Today, race is not discussible; poverty is not very discussible either. The color line is still drawn, but one man has spent his life simply trying to make a difference. He sits patiently poised, speaking in a deep raspy voice, weathered with time. He takes a long drag from his cigarette, ashes nearly falling off the cherry into his lap.

Dr. Alan Brauer Anderson is a Professor of Philosophy and Religion at Western.

Though he walks hunched over with a cane today, years ago Anderson marched at the forefront of 25,000 people during a march with Dr. Martin Luther King as part of the Civil Rights Movement in Chicago.

Anderson was the central figure in organizing Dr. King’s visit; each time Dr. King would travel to a different segregated neighborhood and speak for a short time.

“How would you like to arrive in your neighborhood in a limo and have Dr. King speak?” Anderson would say to Civil Rights supporters while preparing for what has become a historic visit to Chicago by Dr. King.

“We’d have three trucks, used as speaking platforms,” Anderson said. “Over the course of two days, he spoke over 25 times, losing his voice by Sunday. He had to be placed in the hospital. Then Dr. King was marching Monday.”

As the former Philosophy and Religion Department Head, Anderson mainly teaches two classes today. Anderson specializes in teaching Social Ethics and Racial Justice. He sits at the front of the room, rarely standing, he speaks to classes about social injustices. Words seep through his pale white skin and thick beard. Each time a student gets a question right, he’ll throw a piece of candy, usually way off target.

Many years ago while attending the retirement dinner of colleague, several former students said that they’d always remember the teacher for giving out candy.

“Well, I decided it was better to be remembered for something, rather than nothing it all,” Anderson mentioned cracking a smile, since then he’s carried on the tradition daily.

After a divorce and losing a second wife to cancer, Anderson let technology partake in the new dating process. Anderson met Denise, his tall robust wife of only a few months.

“I spent the better part of six months in front of the computer talking to Denise on instant messenger, it practically caused me to have a sciatica in my back,” Anderson chuckled. The sciatica now causes him to walk hunched over with the need of a cane.

Anderson would talk to Denise at all hours; there was a large time difference because she was living in China at the time. Soon after visiting the United States the two were engaged.

Though Anderson met the new love of his life, four years ago he lost one of his most important colleagues.

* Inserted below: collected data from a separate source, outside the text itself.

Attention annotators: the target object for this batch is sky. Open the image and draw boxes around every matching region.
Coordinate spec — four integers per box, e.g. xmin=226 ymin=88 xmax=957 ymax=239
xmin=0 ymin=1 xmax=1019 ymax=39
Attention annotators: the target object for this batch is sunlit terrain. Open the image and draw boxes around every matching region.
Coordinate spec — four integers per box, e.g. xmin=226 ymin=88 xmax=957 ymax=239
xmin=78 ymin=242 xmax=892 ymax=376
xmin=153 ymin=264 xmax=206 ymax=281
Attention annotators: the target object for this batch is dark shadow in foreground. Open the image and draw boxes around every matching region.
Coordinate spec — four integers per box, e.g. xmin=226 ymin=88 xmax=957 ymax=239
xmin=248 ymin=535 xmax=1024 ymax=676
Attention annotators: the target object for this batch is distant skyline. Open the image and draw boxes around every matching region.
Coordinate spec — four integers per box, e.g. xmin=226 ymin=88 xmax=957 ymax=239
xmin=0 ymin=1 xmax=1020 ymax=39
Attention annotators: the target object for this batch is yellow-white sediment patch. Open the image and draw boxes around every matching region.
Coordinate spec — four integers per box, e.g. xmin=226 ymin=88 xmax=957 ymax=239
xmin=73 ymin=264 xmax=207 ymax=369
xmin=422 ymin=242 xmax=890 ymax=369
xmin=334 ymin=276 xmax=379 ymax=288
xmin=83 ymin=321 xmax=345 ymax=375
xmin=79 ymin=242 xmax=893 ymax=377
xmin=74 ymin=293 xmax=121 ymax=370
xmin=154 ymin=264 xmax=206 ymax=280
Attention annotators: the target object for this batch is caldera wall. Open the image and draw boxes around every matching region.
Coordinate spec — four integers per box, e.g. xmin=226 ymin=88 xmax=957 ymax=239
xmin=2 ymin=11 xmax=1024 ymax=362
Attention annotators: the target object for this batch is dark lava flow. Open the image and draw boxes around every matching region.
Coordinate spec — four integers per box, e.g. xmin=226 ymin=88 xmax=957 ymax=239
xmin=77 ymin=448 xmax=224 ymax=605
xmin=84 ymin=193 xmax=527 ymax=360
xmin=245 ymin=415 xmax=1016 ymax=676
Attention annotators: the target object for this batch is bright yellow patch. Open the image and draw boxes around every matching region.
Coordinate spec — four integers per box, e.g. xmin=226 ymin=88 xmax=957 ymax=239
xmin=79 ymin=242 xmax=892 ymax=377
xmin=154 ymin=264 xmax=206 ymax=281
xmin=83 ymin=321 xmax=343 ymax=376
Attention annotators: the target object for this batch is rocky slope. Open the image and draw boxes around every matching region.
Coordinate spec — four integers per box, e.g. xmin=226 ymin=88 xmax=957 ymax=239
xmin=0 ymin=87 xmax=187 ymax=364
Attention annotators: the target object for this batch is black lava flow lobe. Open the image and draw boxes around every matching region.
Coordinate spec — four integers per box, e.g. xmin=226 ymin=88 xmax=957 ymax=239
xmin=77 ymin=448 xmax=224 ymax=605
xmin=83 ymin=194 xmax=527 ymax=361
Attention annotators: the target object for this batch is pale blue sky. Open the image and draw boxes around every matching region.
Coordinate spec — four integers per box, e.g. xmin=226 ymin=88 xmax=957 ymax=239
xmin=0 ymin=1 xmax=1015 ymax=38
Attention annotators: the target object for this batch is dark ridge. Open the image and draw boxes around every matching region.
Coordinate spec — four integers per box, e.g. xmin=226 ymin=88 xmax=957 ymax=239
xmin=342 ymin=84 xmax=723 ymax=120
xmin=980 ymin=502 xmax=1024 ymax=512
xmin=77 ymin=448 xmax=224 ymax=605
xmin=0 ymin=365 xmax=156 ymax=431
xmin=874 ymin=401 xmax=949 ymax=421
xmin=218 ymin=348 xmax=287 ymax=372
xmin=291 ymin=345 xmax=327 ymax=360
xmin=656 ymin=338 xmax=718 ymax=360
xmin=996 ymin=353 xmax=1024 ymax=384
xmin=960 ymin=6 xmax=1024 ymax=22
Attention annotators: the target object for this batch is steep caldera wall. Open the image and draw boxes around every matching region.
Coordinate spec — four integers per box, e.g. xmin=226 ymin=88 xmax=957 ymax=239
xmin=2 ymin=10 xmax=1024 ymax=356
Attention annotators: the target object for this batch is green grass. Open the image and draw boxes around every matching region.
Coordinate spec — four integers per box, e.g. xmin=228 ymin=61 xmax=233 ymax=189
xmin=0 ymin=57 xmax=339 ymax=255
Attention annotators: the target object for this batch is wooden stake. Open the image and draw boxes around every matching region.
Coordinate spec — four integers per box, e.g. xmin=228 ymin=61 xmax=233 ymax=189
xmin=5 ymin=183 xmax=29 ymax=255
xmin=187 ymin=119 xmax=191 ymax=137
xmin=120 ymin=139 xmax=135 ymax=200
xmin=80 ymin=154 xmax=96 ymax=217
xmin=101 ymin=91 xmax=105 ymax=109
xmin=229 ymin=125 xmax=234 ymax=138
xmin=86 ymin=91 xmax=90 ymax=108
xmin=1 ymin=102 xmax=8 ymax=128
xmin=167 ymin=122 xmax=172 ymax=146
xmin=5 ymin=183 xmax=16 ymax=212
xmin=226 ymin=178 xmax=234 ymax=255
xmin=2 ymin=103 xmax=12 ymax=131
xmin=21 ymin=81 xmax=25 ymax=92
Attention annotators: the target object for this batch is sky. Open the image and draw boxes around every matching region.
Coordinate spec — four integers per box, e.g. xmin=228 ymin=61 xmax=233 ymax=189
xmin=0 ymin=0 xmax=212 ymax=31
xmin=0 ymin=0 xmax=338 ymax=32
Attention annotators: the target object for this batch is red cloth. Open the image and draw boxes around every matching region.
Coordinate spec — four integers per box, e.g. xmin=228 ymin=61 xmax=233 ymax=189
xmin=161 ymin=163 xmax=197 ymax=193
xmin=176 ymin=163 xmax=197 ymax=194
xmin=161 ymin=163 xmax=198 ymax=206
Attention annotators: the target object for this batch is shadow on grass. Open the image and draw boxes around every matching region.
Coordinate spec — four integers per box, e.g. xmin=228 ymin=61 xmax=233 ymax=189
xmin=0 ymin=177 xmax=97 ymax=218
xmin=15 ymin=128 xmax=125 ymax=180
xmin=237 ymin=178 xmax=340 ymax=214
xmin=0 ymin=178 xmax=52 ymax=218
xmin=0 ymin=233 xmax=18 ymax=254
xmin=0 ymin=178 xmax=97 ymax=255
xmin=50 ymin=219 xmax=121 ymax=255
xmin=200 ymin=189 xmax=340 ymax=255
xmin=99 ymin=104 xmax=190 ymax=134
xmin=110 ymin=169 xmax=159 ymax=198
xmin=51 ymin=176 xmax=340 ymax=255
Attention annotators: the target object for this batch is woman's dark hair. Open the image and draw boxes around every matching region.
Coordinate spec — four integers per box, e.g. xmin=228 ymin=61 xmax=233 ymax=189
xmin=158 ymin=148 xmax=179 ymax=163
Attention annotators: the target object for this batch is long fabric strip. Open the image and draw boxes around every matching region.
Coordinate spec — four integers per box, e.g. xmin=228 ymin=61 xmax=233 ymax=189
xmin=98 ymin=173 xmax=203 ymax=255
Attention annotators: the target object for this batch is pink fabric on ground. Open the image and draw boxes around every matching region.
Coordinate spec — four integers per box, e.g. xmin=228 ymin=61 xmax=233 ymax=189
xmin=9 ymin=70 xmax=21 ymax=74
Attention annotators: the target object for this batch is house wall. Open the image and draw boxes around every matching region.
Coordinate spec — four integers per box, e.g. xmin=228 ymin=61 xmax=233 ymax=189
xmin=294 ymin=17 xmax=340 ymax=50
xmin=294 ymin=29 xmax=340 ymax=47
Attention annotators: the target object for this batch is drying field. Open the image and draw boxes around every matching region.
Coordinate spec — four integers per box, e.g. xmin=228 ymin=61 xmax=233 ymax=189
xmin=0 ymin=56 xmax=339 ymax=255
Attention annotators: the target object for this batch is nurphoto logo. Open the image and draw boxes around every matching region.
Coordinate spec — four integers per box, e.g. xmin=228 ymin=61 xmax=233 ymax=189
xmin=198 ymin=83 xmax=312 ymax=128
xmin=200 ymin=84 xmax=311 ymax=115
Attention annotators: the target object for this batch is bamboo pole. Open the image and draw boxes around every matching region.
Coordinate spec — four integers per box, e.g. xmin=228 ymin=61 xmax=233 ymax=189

Since Anderson’s time in graduate school at the University of Chicago, he had become best of friends with fellow philosopher George W. Pickering. They were two like-minded individuals charging the world of Philosophy with new ideas.

In 1986, Anderson and Pickering co-wrote “Confronting the Color Line: The Broken Promises of the Civil Rights Movement in Chicago.” Later that year the book was nominated for the Pulitzer Prize.

Today, Anderson sits outside Cherry Hall on the campus of Western, reflecting on his career. Yet, according to him, there are still at least four books to come regarding social ethics and his work with Pickering.

And while Anderson is still attempting to prepare Bowling Green for its future as a metropolitan area, he teaches a class each spring entitled Social Ethics Research. The course outlines racial segregation here in Bowling Green.

“I don’t expect to see a rapid change in society. I teach for the long haul. I simply want my students to understand the issues,” Anderson said before taking a drag off his fourth cigarette.